# FDT Evaluation Results Analysis

This notebook analyzes evaluation results from chat and cogex models, comparing their choices against CDT/FDT/EDT recommendations.

In [1]:
import json
import pandas as pd
from pathlib import Path
from glob import glob

## Load FDT Dataset

Load the ground truth dataset with CDT/FDT/EDT recommendations for each problem and schema.

In [2]:
DATA_DIR = Path("../data")

# Load fdt.json
with open(DATA_DIR / "fdt.json") as f:
    fdt_data = json.load(f)

# Create lookup dict: {problem_id: {"A": {"CDT": x, "FDT": y, "EDT": z}, ...}}
ground_truth = {}
for problem in fdt_data["problems"]:
    pid = problem["id"]
    ground_truth[pid] = {}
    for schema_key in ["A", "B", "C"]:
        schema = problem["schema"][schema_key]
        ground_truth[pid][schema_key] = {
            "CDT": schema["CDT"],
            "FDT": schema["FDT"],
            "EDT": schema["EDT"]
        }

print(f"Loaded {len(ground_truth)} problems from fdt.json")
print(f"Problem IDs range: {min(ground_truth.keys())} to {max(ground_truth.keys())}")

Loaded 999 problems from fdt.json
Problem IDs range: 0 to 998


## Load Result Files

Load all chat-*.json and cogex-*.json result files.

In [3]:
# Find all result files
chat_files = sorted(glob(str(DATA_DIR / "chat-*.json")))
cogex_files = sorted(glob(str(DATA_DIR / "cogex-*.json")))
all_result_files = chat_files + cogex_files

print(f"Found {len(chat_files)} chat result files:")
for f in chat_files:
    print(f"  - {Path(f).name}")

print(f"\nFound {len(cogex_files)} cogex result files:")
for f in cogex_files:
    print(f"  - {Path(f).name}")

Found 3 chat result files:
  - chat-llama2-13b.json
  - chat-llama2-7b.json
  - chat-qwen3-8b.json

Found 3 cogex result files:
  - cogex-llama2-13b.json
  - cogex-llama2-7b.json
  - cogex-qwen3-8b.json


In [4]:
# Load all result files
results = {}
for filepath in all_result_files:
    filename = Path(filepath).stem  # e.g., "chat-qwen3-8b"
    with open(filepath) as f:
        results[filename] = json.load(f)
    print(f"Loaded {filename}: {len(results[filename])} problems")

print(f"\nTotal models loaded: {len(results)}")

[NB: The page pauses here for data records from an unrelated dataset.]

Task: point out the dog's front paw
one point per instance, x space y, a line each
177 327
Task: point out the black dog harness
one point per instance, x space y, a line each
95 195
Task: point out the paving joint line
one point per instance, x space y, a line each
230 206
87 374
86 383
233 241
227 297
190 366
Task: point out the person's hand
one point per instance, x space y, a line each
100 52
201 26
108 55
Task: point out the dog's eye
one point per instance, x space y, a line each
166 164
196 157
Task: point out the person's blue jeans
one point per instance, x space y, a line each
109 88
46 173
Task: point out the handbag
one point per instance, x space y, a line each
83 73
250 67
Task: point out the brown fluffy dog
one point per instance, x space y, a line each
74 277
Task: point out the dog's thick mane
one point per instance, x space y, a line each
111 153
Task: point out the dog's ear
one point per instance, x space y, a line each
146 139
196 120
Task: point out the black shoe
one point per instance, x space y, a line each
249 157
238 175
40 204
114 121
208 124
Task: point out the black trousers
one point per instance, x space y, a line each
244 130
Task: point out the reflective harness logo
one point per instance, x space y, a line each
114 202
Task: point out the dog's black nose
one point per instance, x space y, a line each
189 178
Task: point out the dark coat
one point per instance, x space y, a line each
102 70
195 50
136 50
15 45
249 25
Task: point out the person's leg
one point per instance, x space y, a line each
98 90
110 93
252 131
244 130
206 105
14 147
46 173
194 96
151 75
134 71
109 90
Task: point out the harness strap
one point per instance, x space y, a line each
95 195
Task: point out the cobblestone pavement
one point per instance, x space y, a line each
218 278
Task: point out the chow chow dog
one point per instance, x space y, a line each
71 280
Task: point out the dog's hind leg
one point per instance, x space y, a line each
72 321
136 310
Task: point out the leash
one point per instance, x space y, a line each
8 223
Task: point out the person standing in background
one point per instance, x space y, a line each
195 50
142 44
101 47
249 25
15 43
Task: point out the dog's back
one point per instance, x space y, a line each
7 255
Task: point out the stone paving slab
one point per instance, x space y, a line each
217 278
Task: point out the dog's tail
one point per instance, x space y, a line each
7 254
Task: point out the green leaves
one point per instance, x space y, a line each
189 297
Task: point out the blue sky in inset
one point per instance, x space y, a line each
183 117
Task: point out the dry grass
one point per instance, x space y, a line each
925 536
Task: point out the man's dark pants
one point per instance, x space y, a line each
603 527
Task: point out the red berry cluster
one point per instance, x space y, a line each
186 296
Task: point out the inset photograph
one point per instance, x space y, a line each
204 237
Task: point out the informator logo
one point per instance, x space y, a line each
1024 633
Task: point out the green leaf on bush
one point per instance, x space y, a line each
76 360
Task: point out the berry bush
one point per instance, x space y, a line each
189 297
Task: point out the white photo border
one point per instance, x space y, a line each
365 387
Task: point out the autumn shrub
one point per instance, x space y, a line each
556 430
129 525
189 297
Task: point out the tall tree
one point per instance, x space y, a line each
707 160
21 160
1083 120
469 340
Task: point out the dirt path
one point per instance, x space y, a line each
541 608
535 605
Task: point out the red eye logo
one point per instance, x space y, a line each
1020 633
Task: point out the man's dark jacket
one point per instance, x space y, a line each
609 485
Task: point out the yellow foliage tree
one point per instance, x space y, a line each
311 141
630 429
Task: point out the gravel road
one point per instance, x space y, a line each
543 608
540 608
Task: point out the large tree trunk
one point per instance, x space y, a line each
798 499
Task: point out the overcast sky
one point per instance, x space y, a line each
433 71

Loaded chat-llama2-13b: 999 problems
Loaded chat-llama2-7b: 999 problems
Loaded chat-qwen3-8b: 999 problems
Loaded cogex-llama2-13b: 999 problems
Loaded cogex-llama2-7b: 999 problems
Loaded cogex-qwen3-8b: 999 problems

Total models loaded: 6


## Check for Missing Problems

Report which problems are missing from each result file.

In [5]:
all_problem_ids = set(ground_truth.keys())

for model_name, model_results in results.items():
    # Convert string keys to int for comparison
    result_ids = set(int(k) for k in model_results.keys())
    missing_ids = all_problem_ids - result_ids
    
    if missing_ids:
        print(f"\n{model_name}: MISSING {len(missing_ids)} problems")
        if len(missing_ids) <= 20:
            print(f"  Missing IDs: {sorted(missing_ids)}")
        else:
            print(f"  First 20 missing: {sorted(missing_ids)[:20]}...")
    else:
        print(f"{model_name}: Complete ({len(result_ids)} problems)")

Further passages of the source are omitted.